The reason I relate to so much to this idea is another book, published several years ago, called “Eat Right For Your Type.” I referenced in a past blog a cancer scare I had, years ago, that led to a massive and permanent weight loss. The falling of the Berlin wall in my life is the still that one life-changing event in 2001.

If you, in our time together, come to understand only one thing that defines me, it is this: I spent two months believing I had cancer and learning about what I had been putting in my body up to that point. It was like somebody had ripped off the heavy blanket covering me on a sunny day, and I will never go back. To eating like that, looking like that, or feeling like that. I don’t have so much of an issue with food itself - maintaining a pretty consistent weight and body size ever since - as I have with the food of the western diet.

Coming out of the battle victorious and armed with new knowledge I still had many questions for my doctor. Such as, why am I still so irregular? I felt terrible all the time, even though I was doing my damnedest to eat healthy, high fiber foods. His answer?

That’s just the American Diet.

Bullshit.

So off to find more information I went and ended up at the homeopathic place on Addison, a block east of Damen.
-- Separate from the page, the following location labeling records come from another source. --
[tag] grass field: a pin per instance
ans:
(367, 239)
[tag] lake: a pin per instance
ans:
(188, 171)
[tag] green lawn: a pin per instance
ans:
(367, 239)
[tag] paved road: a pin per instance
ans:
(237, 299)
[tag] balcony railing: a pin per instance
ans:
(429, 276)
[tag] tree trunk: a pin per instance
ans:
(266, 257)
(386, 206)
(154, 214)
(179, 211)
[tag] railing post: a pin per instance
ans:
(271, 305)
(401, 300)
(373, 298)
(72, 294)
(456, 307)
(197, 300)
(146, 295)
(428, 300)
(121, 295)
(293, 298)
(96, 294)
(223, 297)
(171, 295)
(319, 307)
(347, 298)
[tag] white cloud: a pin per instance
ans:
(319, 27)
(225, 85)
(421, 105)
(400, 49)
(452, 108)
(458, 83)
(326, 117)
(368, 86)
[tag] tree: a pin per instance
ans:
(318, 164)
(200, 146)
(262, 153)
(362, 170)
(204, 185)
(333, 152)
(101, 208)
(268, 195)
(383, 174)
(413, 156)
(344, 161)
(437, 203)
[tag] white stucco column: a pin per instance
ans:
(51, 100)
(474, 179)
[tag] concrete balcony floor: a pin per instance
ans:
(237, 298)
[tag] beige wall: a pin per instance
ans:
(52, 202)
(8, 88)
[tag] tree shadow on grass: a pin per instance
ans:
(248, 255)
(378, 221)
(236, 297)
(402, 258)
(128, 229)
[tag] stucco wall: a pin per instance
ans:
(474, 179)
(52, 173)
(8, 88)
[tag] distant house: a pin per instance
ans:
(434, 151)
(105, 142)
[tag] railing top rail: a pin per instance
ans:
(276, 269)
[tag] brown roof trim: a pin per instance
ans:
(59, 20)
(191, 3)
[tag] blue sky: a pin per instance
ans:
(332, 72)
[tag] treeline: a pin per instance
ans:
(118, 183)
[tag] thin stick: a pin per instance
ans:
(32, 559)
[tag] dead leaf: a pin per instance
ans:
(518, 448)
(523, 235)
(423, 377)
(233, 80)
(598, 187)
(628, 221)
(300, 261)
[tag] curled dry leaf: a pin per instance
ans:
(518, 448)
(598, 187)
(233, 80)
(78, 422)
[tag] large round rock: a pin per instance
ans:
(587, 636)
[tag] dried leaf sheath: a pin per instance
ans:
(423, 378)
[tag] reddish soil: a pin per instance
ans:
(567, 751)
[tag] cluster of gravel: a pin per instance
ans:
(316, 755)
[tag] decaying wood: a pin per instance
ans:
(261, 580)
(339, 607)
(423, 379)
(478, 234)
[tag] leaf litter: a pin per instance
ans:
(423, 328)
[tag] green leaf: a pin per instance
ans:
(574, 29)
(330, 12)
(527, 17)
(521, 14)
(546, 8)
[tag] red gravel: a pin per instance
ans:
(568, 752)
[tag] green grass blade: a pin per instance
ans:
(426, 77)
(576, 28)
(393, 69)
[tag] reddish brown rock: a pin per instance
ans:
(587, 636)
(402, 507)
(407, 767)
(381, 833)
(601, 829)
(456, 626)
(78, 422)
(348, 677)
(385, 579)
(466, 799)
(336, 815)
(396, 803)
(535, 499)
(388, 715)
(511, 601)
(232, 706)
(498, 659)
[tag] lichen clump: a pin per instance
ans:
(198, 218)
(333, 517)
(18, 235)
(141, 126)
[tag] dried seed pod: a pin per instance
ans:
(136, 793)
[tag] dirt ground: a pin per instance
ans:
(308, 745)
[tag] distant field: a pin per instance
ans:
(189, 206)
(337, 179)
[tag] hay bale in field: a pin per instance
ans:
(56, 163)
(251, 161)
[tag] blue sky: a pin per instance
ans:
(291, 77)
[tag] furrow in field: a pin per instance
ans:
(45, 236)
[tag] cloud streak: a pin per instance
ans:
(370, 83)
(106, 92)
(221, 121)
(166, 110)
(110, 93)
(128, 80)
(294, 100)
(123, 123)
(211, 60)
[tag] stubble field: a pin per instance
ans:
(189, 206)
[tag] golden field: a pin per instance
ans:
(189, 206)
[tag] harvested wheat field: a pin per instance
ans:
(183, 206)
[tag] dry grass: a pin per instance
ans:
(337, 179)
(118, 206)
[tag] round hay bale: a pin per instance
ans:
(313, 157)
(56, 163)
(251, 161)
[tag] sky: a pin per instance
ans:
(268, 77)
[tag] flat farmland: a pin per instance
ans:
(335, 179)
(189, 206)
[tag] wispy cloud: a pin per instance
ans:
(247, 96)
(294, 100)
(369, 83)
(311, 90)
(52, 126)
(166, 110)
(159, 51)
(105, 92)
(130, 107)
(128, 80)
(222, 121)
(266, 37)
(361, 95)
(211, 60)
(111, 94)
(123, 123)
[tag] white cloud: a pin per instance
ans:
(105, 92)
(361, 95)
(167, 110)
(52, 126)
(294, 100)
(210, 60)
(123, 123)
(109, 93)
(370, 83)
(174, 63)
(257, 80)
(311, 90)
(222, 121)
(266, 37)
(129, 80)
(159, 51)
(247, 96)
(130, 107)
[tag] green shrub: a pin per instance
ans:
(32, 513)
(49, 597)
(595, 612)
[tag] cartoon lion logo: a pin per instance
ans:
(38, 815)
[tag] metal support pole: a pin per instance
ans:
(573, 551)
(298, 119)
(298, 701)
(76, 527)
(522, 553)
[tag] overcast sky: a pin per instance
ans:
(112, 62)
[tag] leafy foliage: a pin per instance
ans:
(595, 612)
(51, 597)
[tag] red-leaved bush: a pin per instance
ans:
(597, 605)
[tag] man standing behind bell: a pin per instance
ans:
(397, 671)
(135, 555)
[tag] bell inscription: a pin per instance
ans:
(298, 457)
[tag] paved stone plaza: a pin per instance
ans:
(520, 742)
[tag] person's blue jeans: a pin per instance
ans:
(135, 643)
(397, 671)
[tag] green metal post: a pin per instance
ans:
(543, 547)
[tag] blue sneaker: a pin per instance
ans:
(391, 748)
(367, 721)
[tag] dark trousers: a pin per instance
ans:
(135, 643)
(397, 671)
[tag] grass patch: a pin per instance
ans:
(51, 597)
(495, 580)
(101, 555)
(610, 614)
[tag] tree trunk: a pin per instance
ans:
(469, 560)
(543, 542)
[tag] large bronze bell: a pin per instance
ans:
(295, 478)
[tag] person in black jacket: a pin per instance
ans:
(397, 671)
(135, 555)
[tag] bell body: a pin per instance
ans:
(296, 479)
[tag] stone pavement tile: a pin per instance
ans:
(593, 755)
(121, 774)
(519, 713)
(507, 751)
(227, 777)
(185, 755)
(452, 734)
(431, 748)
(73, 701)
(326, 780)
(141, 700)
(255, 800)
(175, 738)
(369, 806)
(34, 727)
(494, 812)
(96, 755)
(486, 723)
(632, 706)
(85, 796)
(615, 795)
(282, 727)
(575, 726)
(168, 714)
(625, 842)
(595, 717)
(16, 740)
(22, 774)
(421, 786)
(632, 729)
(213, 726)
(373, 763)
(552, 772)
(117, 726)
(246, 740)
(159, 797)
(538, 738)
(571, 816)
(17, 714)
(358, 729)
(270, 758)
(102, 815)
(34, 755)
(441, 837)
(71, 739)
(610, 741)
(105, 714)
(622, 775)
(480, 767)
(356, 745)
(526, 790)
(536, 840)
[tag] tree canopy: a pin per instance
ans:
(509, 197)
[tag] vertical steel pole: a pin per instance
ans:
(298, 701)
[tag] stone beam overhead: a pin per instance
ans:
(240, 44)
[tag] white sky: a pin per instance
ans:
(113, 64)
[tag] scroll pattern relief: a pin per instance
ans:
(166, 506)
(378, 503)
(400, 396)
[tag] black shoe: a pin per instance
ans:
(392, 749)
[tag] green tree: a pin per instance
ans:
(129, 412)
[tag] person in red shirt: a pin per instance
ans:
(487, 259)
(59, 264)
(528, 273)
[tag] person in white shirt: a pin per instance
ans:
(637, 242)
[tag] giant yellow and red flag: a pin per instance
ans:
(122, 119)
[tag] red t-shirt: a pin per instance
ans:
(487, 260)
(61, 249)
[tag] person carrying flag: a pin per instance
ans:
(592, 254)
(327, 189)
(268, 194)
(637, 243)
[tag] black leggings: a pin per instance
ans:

I spoke with a gentlemen there who informed me of Peter D’Adamo’s book, “Eat Right…” and said I should give it a read, being a Type O. He said that Type O’s have trouble processing wheat gluten and it makes them irregular. So I bought the book, then the idea, stopped eating wheat products, and within a week, was shitting like a champion.

The idea is simple, and sound I believe, regardless of any doctors who scoff at the science. Type O is the universal blood, in fact, because all other blood types evolved from it. That is a Type A can receive Type O, but not visa versa. This evolution took place as humans agrarianized and began cultivating more complex and starchy grains, as well as animal for dairy production.

Type Os are a hold over from hunter-gatherers. Therefore they are much less tolerant of grains with gluten, and most dairy products. The more simpler grains - like rice, and rye, leafy natural greens, and lean protein, the better. I don’t know much about the methodology behind D’Amado’s findings, except that it’s worked incredibly well for me.

When I’m able to follow it.

Just try avoiding wheat gluten. It’s nearly impossible to do so without having to constantly explain that you are not some Atkins Diet jerkass. “Come on, have a cookie!” “What do you do about pasta?!” It’s so tiring that sometimes I’d rather just acquiesce, not give the lecture, and then suffer in silence with a copy of Katy’s “People” for an hour under the soothing hum of the bathroom fan.

But lately, I’ve really tried get gluten out of my diet. I didn’t have a single piece of pizza at our latest cycling team function last night, and I’ve avoided the cafeteria at work since Day One, 2009. I bring my lunch every day. And empowering myself this way, starting the day off right – “leaving it all behind you,” as Louis Armstrong used to shill - albeit naturally, is really making a difference, and giving me more willpower to keep on eating right.

When you have a hobby like mine, and performance is everything, an issue like this can really take on weight. And with the mountains of California approaching in the distance, having a lighter load makes all the difference in the world.

Sorry to take the tone of this one in a downward spiral, but seriously, I urge everyone to take a more thoughtful look at what they are eating. Think of food as whole food and the whole person it makes you.